Face à ces actes, une question se pose : en quoi ces citoyens représentent-ils une menace pour l’intégrité des institutions au point de mériter un tel traitement ? Ces abus traduisent une dérive inquiétante dans l’application des mesures sécuritaires, où la lutte contre l’insécurité semble servir de prétexte à des atteintes flagrantes aux droits humains.
Dans un contexte déjà tendu, marqué par un couvre-feu qui perdure depuis plus de 15 mois sans justification claire, l’indignation des populations monte. Sur les réseaux sociaux comme dans les discussions quotidiennes, les Gabonais expriment leur ras-le-bol. « Le 30 août n’était donc pas la libération du Gabon. Depuis, nous vivons dans une prison à ciel ouvert », s’indigne un internaute.
Ce climat d’oppression et de méfiance renforce l’impression d’un décalage entre les promesses de renouveau portées par les autorités et la réalité vécue par les citoyens. Si la lutte contre le banditisme est une priorité, elle ne saurait justifier le mépris des droits fondamentaux. À l’heure où les institutions gabonaises cherchent à regagner la confiance des populations, de telles pratiques ternissent davantage l’image de l’État et alimentent le sentiment de frustration générale.
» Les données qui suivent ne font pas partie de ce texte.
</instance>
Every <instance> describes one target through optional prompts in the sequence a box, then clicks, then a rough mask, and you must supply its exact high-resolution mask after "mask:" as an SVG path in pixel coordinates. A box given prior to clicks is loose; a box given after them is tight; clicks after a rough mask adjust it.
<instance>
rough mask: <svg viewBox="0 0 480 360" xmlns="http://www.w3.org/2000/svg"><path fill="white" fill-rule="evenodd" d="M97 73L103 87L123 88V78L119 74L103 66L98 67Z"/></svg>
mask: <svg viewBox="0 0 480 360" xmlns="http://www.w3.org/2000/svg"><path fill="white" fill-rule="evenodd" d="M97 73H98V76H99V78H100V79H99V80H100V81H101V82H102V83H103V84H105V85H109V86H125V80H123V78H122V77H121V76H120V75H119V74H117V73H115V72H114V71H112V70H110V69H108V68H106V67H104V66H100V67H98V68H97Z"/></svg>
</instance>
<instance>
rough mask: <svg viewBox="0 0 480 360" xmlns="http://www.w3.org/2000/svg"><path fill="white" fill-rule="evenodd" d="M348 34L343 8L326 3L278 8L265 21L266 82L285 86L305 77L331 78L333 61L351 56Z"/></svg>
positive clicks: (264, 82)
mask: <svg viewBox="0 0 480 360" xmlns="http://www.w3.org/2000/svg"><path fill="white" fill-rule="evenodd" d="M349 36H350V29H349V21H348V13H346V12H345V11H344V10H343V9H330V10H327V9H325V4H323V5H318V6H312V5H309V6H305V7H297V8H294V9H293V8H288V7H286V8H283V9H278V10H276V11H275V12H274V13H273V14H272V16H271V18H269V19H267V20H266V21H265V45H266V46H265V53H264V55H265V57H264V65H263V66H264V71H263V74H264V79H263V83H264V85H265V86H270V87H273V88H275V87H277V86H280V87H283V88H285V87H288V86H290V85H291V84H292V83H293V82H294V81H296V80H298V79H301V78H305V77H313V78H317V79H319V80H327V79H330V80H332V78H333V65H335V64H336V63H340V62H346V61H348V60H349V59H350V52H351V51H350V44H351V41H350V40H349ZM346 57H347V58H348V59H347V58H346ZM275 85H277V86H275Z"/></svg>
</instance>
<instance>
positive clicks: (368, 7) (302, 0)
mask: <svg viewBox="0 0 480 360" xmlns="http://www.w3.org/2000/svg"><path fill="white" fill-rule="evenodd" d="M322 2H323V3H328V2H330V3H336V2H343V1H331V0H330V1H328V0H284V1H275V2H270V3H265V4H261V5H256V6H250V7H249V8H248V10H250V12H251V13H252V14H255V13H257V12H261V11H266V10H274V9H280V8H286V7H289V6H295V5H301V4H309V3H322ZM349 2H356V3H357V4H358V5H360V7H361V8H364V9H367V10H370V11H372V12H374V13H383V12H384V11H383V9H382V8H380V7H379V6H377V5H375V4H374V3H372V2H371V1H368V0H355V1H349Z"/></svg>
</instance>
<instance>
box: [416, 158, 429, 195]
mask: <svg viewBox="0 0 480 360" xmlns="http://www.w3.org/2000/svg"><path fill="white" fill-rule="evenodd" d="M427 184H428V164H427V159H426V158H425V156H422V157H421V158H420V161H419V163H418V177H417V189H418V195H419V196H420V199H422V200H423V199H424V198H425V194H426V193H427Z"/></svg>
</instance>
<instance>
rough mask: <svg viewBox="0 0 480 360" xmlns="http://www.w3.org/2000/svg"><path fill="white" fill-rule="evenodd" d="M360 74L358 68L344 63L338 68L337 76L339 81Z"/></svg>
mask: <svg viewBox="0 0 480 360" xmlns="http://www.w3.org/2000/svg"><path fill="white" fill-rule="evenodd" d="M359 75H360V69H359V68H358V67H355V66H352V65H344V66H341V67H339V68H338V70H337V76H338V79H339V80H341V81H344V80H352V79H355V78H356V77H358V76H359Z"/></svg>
Il est urgent que les autorités prennent la mesure de la gravité de ces actes. L’État, garant des droits et libertés, doit non seulement rappeler les forces de sécurité à l’ordre mais aussi initier des enquêtes pour faire la lumière sur ces dérives. Dans un Gabon qui aspire à se reconstruire, le respect de la dignité humaine ne peut être sacrifié sur l’autel de la sécurité. La confiance des citoyens ne se gagne pas par la coercition, mais par la justice et le respect des valeurs républicaines.